Sayles' 'Sunshine' is all about conflicting views of small-town America
John Sayles, one of America's few truly independent filmmakers, sits in the elegant conference room of a chain hotel in downtown Seattle, talking about ambiance. Is there a place in America, he wonders, where there isn't a Starbucks? Where the locals really feel like they own the place? Why are we drawn to small-town life, and yet want to run from it?
His new movie, "Sunshine State" (opening today at the Harvard Exit), explores a community in transition: Plantation Island, Fla., where developers are rapidly changing a sea-blown beach community. The film's roots came in a shelved screenplay for another movie, based on a short story he'd written years ago, called "Treasure" and set in a town on the west coast of Florida.
"I went back to scout there before I wrote it," he said, "and it wasn't there anymore. So many of these little towns, at least the commercial part of them, had been taken over by corporate chains. There weren't mom-and-pop restaurants or motels or amusement parks anymore, they were all part of some bigger thing found throughout the coast and throughout the country. And that changes things, especially when it's a tourist place, anyway — you're just an employee of this giant theme park."

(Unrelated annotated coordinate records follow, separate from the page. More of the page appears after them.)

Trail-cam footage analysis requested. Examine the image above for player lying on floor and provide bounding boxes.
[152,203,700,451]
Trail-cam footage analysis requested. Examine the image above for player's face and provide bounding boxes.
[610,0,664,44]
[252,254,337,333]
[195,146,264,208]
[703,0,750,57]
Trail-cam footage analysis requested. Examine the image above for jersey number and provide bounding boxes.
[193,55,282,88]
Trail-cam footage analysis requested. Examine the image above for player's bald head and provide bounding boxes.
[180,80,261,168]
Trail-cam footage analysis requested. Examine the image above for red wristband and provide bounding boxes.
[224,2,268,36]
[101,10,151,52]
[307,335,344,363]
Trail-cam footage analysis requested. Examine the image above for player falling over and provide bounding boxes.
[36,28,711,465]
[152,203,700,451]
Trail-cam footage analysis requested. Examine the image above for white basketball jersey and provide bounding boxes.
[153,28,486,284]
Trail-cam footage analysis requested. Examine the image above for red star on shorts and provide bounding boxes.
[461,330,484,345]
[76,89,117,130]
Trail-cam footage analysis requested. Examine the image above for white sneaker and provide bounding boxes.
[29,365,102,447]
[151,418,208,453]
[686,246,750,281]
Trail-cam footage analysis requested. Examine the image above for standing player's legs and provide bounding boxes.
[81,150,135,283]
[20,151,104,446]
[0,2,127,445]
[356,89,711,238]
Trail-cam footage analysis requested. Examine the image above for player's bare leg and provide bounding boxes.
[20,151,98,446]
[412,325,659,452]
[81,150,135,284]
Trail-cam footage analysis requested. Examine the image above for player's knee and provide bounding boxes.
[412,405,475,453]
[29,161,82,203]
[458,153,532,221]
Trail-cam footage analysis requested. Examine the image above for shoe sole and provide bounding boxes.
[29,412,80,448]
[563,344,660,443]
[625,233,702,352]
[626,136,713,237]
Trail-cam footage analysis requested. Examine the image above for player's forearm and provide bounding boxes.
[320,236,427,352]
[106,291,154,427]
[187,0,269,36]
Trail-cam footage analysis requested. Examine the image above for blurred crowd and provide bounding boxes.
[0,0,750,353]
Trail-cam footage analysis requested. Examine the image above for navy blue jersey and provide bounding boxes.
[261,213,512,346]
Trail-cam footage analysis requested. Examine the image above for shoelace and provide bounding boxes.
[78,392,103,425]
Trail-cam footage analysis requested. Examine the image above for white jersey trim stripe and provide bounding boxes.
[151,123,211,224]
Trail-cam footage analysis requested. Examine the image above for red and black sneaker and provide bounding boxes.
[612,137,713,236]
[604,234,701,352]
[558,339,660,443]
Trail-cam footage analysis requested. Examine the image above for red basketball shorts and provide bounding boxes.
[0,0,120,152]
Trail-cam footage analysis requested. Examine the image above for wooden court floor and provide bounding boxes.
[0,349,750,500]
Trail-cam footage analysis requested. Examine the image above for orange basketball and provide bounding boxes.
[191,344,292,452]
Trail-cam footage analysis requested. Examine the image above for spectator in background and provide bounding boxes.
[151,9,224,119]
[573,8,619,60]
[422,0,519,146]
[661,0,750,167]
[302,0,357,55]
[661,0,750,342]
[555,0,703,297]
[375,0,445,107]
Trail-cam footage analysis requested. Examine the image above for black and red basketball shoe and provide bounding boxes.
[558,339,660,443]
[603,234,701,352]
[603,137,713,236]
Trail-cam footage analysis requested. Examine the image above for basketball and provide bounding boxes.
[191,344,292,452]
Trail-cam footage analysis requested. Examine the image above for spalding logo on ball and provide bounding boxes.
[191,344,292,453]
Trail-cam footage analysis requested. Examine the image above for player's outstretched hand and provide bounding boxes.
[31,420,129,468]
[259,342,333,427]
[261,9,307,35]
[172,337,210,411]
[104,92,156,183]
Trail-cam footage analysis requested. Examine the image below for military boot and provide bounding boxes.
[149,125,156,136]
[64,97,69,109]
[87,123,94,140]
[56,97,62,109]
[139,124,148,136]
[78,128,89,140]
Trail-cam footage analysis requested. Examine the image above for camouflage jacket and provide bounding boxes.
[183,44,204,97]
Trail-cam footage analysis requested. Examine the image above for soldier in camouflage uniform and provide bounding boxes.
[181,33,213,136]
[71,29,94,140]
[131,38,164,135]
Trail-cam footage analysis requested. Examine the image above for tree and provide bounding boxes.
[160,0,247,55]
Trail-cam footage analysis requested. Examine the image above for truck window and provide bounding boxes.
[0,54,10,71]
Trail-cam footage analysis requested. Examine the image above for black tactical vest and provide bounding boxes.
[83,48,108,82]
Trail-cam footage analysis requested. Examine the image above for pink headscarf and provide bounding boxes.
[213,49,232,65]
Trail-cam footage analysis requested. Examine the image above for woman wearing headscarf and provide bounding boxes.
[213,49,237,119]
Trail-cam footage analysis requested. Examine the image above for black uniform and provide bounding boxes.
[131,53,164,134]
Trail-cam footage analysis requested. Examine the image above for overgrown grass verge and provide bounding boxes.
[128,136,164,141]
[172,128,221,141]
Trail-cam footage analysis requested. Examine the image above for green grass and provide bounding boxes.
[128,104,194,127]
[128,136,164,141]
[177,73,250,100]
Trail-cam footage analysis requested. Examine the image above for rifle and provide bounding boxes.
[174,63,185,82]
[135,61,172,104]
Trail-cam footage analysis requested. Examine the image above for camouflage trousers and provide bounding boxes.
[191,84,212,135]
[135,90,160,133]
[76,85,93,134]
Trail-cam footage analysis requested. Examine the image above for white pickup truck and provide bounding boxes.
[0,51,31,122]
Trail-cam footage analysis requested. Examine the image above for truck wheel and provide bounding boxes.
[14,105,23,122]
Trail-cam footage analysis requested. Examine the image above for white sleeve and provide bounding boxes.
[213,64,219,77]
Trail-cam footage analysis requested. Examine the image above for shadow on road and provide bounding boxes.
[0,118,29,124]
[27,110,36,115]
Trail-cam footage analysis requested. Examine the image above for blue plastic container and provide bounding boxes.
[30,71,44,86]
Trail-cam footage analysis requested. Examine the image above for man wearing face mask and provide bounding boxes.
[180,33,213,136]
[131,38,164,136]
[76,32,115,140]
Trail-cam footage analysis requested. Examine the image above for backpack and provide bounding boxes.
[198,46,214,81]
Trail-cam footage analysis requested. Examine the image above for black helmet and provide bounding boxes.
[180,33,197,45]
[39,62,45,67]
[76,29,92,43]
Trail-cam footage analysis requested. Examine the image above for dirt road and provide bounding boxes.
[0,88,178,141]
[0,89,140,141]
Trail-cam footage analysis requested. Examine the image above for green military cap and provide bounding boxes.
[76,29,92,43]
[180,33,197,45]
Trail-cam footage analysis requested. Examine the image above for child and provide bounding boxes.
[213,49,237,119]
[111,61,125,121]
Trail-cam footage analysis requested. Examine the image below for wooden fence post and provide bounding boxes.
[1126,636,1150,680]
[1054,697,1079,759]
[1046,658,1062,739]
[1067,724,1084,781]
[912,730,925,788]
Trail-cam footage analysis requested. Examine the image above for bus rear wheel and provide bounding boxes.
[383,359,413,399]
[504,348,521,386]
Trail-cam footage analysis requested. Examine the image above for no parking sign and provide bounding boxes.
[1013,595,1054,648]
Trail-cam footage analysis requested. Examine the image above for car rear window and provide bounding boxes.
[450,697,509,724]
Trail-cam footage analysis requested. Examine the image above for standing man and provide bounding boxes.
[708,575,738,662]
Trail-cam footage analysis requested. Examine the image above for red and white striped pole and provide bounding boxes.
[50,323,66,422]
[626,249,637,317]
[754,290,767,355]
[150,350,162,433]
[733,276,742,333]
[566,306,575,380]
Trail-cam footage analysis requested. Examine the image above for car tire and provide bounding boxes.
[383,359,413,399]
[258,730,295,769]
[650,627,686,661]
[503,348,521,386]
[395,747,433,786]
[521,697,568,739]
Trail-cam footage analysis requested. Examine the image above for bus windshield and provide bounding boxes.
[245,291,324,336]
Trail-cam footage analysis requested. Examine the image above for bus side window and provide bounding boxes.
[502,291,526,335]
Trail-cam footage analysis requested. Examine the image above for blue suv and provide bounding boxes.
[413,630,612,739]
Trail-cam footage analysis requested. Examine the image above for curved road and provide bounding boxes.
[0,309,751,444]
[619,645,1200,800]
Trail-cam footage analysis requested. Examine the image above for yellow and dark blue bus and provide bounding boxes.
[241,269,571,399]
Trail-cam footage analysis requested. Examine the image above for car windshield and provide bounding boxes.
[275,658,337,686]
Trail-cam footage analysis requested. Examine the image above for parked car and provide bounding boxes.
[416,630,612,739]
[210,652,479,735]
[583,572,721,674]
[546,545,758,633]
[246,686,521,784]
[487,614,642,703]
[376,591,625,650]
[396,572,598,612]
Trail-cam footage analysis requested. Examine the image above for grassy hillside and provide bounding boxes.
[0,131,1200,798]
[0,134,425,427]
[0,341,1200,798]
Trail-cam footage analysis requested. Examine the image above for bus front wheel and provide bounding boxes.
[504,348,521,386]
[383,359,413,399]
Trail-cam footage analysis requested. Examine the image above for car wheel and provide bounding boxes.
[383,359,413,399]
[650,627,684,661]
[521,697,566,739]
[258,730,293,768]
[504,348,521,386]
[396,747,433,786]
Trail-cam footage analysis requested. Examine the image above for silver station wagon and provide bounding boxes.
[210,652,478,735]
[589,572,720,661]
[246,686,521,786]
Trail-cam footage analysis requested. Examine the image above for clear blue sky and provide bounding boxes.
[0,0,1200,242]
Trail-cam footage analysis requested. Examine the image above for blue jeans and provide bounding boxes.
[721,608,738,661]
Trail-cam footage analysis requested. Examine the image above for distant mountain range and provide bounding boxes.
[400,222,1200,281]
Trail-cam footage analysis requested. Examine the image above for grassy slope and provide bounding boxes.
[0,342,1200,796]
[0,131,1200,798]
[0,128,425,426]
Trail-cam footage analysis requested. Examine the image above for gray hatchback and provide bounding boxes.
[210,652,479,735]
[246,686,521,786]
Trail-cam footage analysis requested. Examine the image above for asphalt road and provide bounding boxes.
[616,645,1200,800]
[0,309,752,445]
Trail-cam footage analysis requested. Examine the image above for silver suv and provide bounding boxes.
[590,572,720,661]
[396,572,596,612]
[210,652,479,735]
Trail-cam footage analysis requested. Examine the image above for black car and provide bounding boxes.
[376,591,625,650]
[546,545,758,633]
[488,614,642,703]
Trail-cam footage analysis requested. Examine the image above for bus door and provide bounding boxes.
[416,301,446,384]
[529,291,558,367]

Sayles, in town for the world premiere of "Sunshine State" at the Seattle International Film Festival last month, is known for his thoughtful, socially conscious ensemble dramas made entirely outside of Hollywood; most recently "Limbo," "Men with Guns" and what many consider to be his masterpiece, "Lone Star." In "Sunshine State," Angela Bassett and Edie Falco star as two Plantation Island natives. Bassett's character fled as a teenager and now wonderingly returns; Falco, a lifer, runs her family's modest motel and is desperate to get out.
The director, who divides his time between Hoboken, N.J., and a farm in upstate New York, understands the simultaneous push and pull of a small town. "I think those are two really conflicting kinds of ideals and needs in American people," he said. "This longing for some kind of community and roots, and a kind of reveling in our mobility, not wanting to be tied down. Angela's character is just as conflicted as Edie's."
Because of the constant difficulty of financing independent film, there's sometimes a long break between Sayles' films — "Limbo," his most recent, was three years ago. But the director and his longtime producer (and life partner) Maggie Renzi are greatly helped by his frequent screenwriting work. "One of the advantages I've had," he said, "is not that I finance (my films), but the money I make as a screenwriter finances the financing. We can maintain an office, make copies of screenplays, finance a location scout, get a production manager."
Sayles' recent screenwriting projects include a rewrite of "The Alamo" for director Ron Howard, a screenplay based on "A Cold Case," (the New Yorker article about a determined cop who solves a decades-old double homicide) for Tom Hanks' production company, and an adaptation of a science-fiction novel for James Cameron. "Like all screenwriters," he says, "I do a lot of stuff that doesn't get made, or somewhere it gets made but you don't end up taking credit on it."
But that's how he's able to make movies like "Casa de Los Babys," about six American women who travel to a South American country to adopt babies. Sayles will shoot it this summer. Also, Renzi is in the process of raising money ( "about three times more than we've ever raised for a movie," she says) to finance their very ambitious 2003 project: "Jamie McGillivray," an 18th-century epic set in Scotland, starring Robert Carlyle.
"It's a great yarn," says Renzi, "a really good page-turning action picture." Sayles smiles quietly, as if he's already shooting the movie in his head.